Bab 15

4K 174 4
                                    

"Kamu yakin enggak mau aku temenin?"

"I really appreciate that, Mas." Sama seperti Wildan, aku pun kembali memanggil Satya 'Mas.' "Tapi aku harus melakukan ini sendiri." Karena aku masih belum sanggup ketemu kamu.

Kemarin aku meminta nomor kontak Pak Tiyok dari Satya. Dia mengerti kalau aku ingin bertemu dengan detektif swasta itu sendiri tapi tetap menawarkan diri untuk mengantar.

"Bu Aini?" Pak Tiyok menyalamiku saat kami bertemu di kantornya. "Senang melihat Bu Aini membaik, tidak sepucat beberapa hari yang lalu."

Aku hanya tersenyum.

"Jadi apa yang bisa saya bantu, Bu?"

Setelah Pak Tiyok bertanya seperti itu, aku malah meragukan tujuanku sendiri. Apa yang sebenarnya sedang kulakukan sekarang? Tak bisakah aku percaya saja dan mengakui bahwa aku salah lalu meminta maaf pada semua orang?

"Saya... mungkin ini terdengar agak aneh, Pak. Tapi saya..."

"Kata Pak Satya, Bu Aini mau menyelidiki ulang?"

"Saya bukan mau menyelidiki ulang, Pak. Saya cuma..."

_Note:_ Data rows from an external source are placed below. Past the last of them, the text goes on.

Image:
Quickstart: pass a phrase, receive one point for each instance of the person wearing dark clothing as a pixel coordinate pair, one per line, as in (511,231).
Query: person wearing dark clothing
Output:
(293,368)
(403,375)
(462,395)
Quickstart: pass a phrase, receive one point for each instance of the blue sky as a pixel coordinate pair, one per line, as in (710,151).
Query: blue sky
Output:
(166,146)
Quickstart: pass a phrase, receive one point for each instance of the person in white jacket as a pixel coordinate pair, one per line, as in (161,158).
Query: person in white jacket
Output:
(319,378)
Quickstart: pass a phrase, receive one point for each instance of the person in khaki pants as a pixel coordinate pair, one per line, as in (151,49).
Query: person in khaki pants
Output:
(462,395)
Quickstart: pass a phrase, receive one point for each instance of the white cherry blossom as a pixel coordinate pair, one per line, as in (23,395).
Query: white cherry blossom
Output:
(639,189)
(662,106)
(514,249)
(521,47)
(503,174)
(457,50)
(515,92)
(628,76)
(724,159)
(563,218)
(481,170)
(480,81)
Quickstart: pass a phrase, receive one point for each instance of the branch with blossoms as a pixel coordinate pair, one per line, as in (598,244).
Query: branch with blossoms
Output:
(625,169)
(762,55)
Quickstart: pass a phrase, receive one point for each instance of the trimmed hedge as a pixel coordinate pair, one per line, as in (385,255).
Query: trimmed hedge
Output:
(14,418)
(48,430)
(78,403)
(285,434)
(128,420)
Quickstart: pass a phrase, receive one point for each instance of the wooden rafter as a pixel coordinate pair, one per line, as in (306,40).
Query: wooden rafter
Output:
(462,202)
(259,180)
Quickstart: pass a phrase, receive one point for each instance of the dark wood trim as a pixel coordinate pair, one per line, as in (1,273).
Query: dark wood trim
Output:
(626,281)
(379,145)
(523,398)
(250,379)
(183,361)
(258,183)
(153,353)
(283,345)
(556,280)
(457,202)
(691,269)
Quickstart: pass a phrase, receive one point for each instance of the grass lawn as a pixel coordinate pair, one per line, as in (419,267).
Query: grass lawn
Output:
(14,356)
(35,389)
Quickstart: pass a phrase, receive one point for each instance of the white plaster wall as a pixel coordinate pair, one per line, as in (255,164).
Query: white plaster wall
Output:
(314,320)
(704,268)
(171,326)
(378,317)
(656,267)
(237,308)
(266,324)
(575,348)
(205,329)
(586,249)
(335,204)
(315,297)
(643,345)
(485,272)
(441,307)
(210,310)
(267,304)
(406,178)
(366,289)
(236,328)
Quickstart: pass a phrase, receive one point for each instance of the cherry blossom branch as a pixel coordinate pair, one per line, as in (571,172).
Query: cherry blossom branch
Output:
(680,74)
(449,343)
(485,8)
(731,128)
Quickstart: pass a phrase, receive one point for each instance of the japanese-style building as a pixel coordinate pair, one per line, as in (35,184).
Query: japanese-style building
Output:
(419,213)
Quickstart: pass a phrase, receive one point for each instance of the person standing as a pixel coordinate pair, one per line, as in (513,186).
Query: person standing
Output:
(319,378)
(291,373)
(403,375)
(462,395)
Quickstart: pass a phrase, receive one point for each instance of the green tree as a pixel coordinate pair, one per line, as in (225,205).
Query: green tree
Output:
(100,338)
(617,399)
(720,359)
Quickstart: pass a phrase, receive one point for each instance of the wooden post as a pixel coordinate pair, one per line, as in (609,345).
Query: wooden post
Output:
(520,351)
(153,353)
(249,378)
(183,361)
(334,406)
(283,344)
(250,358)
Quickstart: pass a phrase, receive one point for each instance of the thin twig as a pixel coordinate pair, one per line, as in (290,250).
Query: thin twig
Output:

"Bu Aini butuh lebih diyakinkan?"

"Maaf kalau saya seperti tidak mempercayai Bapak." Aku merasa tak enak

Pak Tiyok menggeleng sambil tertawa. "Tidak masalah, saya mengerti." Kata-katanya sedikit meringankan hatiku. "Jadi Ibu mau mulai dari mana?"

"Bagaimana...bagaimana kalau Bapak yang menentukan?"

*

"Harus diakui dia cukup pintar karena tidak membeli secara online. Memang lebih mudah, tapi juga terlalu meninggalkan jejak." Pak Tiyok mengajakku berbincang setelah kami keluar dari tempat Tania membeli Gamma-hydroxybutyrate (GHB) yang dipergunakannya untuk membius Satya dan Rayna. "Saya cukup sulit untuk mencari tahu dimana karena dia membelinya secara tunai. Tapi saat ketemu, saya bahkan menemukan rekaman CCTV dari toko seberang yang dengan jelas menunjukkan itu dia. Membujuk penjualnya juga bukan hal yang sulit. Uang selalu punya kekuatan."

"Kemarin Ardito menghubungi saya. Dia bilang dia memutuskan mundur setelah mengetahui rencana tentang obat bius itu."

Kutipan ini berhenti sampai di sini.